The sad part is knowing that ten years ago, I easily would have excelled in classes where now it takes an effort to be “merely” good. And I know that it could be worse, that after all I still manage to keep pace – but there is a lot of frustration still, and I am constantly afraid that from the outside it looks like I am procrastinating, and I am afraid that I will be judged by the professors and other students, because they are not aware of my background story.

Change Of Plans

Due to health reasons, I had to cancel my mother’s attendance for the therapy session on Friday and it will just be a normal appointment for me.

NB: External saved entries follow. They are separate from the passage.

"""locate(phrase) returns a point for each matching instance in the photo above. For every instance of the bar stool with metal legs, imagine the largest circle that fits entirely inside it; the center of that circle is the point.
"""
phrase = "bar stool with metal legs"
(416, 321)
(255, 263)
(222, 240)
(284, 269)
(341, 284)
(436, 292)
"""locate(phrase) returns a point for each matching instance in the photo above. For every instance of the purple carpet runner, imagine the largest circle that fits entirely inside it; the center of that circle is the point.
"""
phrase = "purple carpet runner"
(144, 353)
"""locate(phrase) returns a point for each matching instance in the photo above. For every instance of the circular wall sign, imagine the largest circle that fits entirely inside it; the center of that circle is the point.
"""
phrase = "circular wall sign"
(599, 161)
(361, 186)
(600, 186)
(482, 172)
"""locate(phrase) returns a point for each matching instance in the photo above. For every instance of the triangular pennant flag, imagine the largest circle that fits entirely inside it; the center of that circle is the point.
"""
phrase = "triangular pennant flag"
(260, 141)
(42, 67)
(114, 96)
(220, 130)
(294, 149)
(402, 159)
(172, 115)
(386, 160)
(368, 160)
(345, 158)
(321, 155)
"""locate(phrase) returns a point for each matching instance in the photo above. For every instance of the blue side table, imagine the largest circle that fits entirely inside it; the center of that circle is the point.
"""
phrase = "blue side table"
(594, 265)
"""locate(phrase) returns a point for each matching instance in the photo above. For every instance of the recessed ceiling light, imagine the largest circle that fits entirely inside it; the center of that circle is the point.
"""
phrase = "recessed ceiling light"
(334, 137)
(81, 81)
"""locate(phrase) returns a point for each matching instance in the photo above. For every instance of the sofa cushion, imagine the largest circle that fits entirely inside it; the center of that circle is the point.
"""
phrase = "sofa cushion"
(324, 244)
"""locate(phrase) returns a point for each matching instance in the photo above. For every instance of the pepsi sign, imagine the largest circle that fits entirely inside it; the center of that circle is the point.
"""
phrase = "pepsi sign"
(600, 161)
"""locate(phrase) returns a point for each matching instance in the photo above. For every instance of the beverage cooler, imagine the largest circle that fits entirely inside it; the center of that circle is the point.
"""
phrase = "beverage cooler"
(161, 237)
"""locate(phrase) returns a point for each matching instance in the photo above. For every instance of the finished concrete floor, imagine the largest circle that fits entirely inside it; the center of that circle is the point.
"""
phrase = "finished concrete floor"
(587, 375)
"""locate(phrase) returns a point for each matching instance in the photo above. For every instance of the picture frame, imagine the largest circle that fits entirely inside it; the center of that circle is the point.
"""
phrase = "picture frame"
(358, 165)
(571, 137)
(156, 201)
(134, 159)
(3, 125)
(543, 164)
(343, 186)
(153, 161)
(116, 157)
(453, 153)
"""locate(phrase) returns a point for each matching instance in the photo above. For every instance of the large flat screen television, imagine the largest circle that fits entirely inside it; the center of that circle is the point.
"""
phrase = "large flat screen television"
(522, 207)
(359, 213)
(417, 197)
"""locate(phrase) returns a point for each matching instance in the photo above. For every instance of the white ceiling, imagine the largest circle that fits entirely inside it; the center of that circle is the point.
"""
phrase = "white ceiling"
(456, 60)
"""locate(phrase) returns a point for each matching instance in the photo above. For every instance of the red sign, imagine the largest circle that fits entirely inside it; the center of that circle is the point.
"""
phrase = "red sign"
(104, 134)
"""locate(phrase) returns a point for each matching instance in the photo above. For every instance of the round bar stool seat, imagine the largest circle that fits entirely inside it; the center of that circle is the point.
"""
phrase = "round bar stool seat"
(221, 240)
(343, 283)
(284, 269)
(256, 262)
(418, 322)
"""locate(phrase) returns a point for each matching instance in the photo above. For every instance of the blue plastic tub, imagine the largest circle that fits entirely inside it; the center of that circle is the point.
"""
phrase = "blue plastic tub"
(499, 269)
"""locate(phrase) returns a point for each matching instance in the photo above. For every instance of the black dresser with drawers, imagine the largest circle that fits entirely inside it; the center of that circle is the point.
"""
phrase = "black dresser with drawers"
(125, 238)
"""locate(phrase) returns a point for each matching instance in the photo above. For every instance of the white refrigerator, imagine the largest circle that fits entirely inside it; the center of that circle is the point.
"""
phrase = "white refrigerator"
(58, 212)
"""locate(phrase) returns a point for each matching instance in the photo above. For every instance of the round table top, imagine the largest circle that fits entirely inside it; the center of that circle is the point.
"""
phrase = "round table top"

My mum had been sick last week already and even though she’s not bedridden anymore, she’s not 100% either. Nor am I, and if being honest, I’m secretly relieved about the turn of events: there are so many other things on my plate that I’d like to discuss with my therapist before my mother joins us – last Friday, for example. Also, I’m going to have a friend visiting all weekend long, and regardless of whether our joint session leads to a long amicable discussion or a long argument between my mother and me, I would need a lot of time for that…

I’ve been put on the sick list for the rest of the week because of a stomach bug myself. There are three general physicians who share the practice I go to; some of the patients only see one of them, others – like me – go to whoever has the first slot available that day. So I ended up with the same doctor as back when I fainted on my way to work and broke down crying in the practice (check the “Pre-Treatment Diary” for the entry of October 19, 2010). He’d urged me very much to find a therapist then, which was just the extra encouragement I needed to actually call the hospital three weeks later.
The memory of losing my composure last time, even though more than a year in the past, embarrassed me a little, but fortunately the doctor didn’t ask any questions about it. He had my file already open when I walked in and thus doubtlessly was reminded of the incident, as well as my stint with citalopram and the fact that I get a referral for psychotherapy from them every three months. He was especially nice, though – a kind of cordiality that goes beyond good manners and agreeable behaviour. It reminded me a little of my therapist. There was nothing he could do about the stomach bug (“That just takes a couple of days to get through.”), but he did inquire about university and I told him about changing to geosciences.

The doctor actually asked me how long I wanted to stay home and despite really being sick, I feel a little guilty for making it the whole week. Not that attending classes would do me any good, and thus (as my therapist would say) there’s no reason to even debate the matter.
It’s more than the stomach bug, though. I’m constantly tired – Christmas break didn’t do much to change that. In fact, only the last two nights I managed going to bed and falling asleep at a decent hour, following several weeks with insomnia.

Not to mention that I have been missing my boyfriend insanely. Now that we can actually count down to the day he’s arriving and almost reached a single digit number of days left until our reunion, it’s worse than all those last months. Like the last mile of a marathon: you know you are almost there, but because you’re so close to the finish line, you just want to be done with it and let go of all the self-discipline which got you so far. Every single step makes you ache more, every muscle is sore, every breath laboured. I just want to be at the airport gate and wrap my arms around him, and then the world may end.